Bourse en Argent Massif

 

19世紀末フランス、ごく上質な純銀製の美しいコインケース、貴重品入れの紹介です。

時代柄、より絢爛で装飾性の高い個体も多いですが、写真の品は、19世紀フランスの気配を纏いながらも、ニュートラルな風通しの良さがあり、そんなバランス感覚にクープランとして心惹かれ手に取りました。

こうした小さな貴重品入れは、ベルトの脇やヘアネットの中といった衣服の内側に、小銭や鍵を忍ばせ仕舞う用途で主に用いられました。

中世の甲冑をルーツとして、19世紀後期から20世紀最初期頃に服飾小物の一形態として流行した鎖帷子 (くさりかたびら) は、簡単なものでも1つできあがるのに一週間近くかかったそうです。当然ながら非常に高価で、貴族やブルジョワ階級に属していた限られた女性だけが携帯を許されました。

職人仕事によるごく繊細な工芸品としての側面も併せ持った希少な服飾アンティーク小物です。

鎖帷子の破損などはなく、塗銀の質も素晴らしい。おそらくはデッドストックでしょうか。ここまで良い状態の個体は殆ど見つかりません。

古きフランスの香りを鞄にそっと忍ばせ携帯する。そんなちょっとロマンチックで素敵な日常を想像してしまいます。

 

Argent Massif (純銀器)

素地に別の金属を使うことなく、純度の高い銀のみで成形された純銀器。

美しい輝き、優しい肌触り、食器やグラスに触れたときの綺麗な響き。
そして純銀製だからこそ実現する薄くて軽く、繊細な作り。

クープランでは、鈍い輝きを湛えた18〜19世紀の古手の純銀器を紹介しています。

19世紀、産業化の波のなかでヨーロッパの家庭やレストラン、ホテル等さまざまなシーンに所謂シルバープレート (真鍮や洋白等の下地を銀で覆った銀) の銀器が普及しましたが、純銀器は未だにごく一握りの人々のための高価な品物でした。アンティーク市場でもたくさんは見つからない希少な存在です。

 

L’argent massif en France (フランスの純銀器)

クープランで主に紹介をしている19〜20世紀初期頃のフランスの純銀 (=Argent Massif) には2つの種類があります。

純度95%のプルミエ ティトル (1er titre)、純度80%のドゥズィエーム ティトル (2e titre)。ごく柔らかな素材であることから純銀であっても、銅などの別の金属を素材を少量だけ混ぜて成形をされるのが通例なのですが、その純度に応じて呼び方が異なっています。
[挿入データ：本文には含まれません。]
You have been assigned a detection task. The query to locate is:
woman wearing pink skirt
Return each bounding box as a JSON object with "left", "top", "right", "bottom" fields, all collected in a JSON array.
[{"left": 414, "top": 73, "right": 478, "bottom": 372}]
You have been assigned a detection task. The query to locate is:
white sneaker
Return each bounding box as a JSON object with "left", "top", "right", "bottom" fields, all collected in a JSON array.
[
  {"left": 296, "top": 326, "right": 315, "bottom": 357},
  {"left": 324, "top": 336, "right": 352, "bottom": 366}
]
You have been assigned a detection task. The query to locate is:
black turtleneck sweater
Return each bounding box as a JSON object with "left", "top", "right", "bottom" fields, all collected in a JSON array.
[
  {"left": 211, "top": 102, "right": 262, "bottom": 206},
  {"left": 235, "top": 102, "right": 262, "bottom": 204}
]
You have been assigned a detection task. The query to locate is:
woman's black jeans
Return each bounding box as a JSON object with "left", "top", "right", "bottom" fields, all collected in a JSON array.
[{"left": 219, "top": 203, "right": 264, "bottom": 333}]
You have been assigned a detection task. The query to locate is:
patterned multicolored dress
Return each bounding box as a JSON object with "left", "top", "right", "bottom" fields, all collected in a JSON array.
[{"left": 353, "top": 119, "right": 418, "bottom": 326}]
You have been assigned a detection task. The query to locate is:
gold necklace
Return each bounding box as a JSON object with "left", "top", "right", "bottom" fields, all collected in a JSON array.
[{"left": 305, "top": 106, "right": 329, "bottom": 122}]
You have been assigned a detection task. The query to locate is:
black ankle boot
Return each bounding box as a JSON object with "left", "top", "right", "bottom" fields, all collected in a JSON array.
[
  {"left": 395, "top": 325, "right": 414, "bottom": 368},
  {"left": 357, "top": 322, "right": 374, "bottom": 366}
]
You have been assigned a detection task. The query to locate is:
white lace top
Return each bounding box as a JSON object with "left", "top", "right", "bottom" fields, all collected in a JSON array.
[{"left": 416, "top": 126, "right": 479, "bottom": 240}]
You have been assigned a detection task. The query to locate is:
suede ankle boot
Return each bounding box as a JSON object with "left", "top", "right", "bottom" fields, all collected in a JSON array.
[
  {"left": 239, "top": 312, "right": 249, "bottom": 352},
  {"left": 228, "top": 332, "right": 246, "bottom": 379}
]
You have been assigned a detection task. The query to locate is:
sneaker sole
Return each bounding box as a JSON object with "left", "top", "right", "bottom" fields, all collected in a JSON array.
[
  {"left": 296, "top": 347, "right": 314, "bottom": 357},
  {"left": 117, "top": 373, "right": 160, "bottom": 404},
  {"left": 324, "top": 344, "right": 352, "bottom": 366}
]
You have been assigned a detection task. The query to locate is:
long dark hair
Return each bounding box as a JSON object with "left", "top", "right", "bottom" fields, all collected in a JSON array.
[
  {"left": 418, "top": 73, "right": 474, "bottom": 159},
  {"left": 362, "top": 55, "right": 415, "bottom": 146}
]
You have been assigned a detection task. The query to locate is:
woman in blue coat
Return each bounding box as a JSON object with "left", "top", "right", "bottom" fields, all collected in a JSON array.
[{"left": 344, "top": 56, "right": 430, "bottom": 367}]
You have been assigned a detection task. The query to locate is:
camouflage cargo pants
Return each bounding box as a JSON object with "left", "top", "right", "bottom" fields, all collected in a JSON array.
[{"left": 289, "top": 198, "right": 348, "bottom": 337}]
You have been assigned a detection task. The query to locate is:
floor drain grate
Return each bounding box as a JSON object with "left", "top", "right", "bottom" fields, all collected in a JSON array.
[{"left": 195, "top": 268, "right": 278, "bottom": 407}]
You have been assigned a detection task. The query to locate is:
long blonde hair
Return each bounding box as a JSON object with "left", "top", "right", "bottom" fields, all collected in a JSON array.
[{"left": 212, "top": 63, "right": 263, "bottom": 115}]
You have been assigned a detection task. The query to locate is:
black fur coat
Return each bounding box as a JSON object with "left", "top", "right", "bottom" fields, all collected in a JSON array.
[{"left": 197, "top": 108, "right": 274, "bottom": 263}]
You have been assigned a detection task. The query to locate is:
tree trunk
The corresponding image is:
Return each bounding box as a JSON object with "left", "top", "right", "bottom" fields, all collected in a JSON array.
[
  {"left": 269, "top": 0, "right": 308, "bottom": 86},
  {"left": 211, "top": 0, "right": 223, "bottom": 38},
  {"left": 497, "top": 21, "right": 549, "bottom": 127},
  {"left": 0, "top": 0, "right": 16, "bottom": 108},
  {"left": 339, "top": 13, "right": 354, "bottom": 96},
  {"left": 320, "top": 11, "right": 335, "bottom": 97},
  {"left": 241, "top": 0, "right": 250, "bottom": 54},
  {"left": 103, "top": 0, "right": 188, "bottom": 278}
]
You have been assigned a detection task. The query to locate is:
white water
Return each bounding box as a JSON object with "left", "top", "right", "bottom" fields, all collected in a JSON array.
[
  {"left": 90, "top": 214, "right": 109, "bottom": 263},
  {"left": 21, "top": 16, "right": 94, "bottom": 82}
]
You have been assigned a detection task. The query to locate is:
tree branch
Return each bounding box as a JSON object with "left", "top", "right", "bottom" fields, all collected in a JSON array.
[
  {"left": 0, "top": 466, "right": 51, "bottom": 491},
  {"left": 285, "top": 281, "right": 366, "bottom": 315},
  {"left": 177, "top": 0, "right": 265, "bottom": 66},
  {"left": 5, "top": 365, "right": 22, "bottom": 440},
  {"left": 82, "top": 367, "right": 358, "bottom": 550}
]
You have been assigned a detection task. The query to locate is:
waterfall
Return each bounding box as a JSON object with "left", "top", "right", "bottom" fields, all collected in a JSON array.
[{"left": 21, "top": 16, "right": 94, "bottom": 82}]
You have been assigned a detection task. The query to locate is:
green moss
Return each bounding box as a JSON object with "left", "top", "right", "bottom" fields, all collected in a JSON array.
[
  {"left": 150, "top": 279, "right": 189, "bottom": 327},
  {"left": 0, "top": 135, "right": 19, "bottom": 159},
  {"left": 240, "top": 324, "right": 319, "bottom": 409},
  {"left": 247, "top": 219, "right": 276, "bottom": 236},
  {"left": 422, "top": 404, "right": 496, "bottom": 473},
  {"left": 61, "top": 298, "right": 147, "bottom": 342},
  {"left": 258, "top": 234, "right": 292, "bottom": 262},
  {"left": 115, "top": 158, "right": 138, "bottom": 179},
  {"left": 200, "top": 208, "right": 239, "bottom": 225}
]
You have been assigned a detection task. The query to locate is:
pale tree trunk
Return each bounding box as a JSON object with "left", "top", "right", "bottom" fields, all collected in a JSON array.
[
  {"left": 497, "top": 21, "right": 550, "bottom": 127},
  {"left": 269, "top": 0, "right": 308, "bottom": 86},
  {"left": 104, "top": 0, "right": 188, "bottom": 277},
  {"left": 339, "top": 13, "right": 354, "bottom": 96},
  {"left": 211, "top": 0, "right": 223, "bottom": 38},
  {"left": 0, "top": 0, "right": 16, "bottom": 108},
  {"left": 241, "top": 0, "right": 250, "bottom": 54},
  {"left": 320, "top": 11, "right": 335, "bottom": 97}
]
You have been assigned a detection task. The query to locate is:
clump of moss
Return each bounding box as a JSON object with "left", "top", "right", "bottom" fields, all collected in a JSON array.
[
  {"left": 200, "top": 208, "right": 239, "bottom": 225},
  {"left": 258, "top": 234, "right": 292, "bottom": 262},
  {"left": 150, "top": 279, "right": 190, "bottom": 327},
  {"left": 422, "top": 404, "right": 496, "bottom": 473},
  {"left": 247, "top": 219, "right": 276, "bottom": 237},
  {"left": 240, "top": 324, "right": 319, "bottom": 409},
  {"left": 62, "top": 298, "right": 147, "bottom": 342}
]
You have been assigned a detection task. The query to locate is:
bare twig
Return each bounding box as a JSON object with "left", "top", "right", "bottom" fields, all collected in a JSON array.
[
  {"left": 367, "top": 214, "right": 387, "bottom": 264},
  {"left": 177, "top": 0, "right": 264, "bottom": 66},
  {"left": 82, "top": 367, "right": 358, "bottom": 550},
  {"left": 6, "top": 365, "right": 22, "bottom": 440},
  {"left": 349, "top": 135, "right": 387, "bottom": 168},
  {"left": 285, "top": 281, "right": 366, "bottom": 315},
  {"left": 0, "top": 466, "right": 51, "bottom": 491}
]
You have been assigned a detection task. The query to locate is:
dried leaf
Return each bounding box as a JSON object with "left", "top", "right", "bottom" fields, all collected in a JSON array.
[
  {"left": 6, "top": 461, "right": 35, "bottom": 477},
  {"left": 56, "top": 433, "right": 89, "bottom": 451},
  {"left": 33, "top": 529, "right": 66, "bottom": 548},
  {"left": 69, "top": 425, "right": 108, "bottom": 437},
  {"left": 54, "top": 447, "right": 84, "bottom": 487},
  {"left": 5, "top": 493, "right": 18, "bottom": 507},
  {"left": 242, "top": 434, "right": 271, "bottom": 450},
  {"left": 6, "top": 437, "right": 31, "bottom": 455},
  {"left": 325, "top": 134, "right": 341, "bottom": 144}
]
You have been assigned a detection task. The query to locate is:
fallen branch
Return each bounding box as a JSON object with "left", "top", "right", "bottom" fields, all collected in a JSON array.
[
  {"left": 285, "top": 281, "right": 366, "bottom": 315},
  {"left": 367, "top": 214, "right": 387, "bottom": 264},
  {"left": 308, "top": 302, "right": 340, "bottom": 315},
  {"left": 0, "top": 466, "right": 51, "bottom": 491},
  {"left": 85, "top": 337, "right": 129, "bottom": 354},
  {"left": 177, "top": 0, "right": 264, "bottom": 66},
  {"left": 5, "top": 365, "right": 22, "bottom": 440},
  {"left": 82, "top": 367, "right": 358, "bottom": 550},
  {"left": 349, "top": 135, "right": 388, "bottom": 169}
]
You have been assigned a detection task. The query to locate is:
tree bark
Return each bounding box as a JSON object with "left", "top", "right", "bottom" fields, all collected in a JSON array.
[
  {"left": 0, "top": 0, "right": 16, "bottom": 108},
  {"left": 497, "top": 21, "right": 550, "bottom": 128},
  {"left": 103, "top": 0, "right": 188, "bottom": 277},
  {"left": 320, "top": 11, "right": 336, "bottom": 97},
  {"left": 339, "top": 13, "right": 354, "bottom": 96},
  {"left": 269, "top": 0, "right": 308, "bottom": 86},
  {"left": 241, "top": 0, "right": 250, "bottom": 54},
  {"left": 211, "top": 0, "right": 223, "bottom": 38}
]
性質上プルミエはとても柔らかく、ドゥーズィエームはほんの少しだけ硬質になります。

見分け方はフランス国内で統一して使われていた刻印。例えば1838年から1900年代半ばまでの純銀器にはミネルヴァ (ローマ神話の女神) の横顔の刻印が打たれており、その横に一緒に刻まれている数字「1」「2」を見て、純度を判断します。或いは、アクセサリー等の小物類には猪や蟹の刻印が打たれており、こちらは純度80%であることを保証しています。銀が資産の1つとして捉えられていた時代の名残を組んで打たれた保証のための刻印が、作りの詳細を知る手がかりとなります。

 


 

銀器の普段の使い方とお手入れ方法

銀器は使っていると空気に触れて色がくすんでいきます。

・洗ったあとはできるかぎりすぐに拭いてあげてください。
・毎日と言わずとも定期的に使ってあげることが大切です。

黒ずみが気になるときはお鍋に熱いお湯を張り、アルミホイルと重曹を入れ銀器を浸しください。銀が輝きを取り戻します。またこの方法であれば、銀器の量が増えても、手間が増えずにお手入れいただけると思います。それぞれの銀器は重ねずに離していただいたほうが、効果は出やすいです。

※鍋はアルミ以外の素材を使用してください。
※シルバーナイフについてのみ、ハンドルとブレードの接合部がニワカという熱に弱い糊で接着されているため、上記方法には注意が必要です。

説明をすると面倒な素材に聞こえますが、実際は想像よりずっと気軽に使っていただけると思います。ぜひ暮らしのなかで程よく気をかけてあげながら、銀器と付き合ってみてください。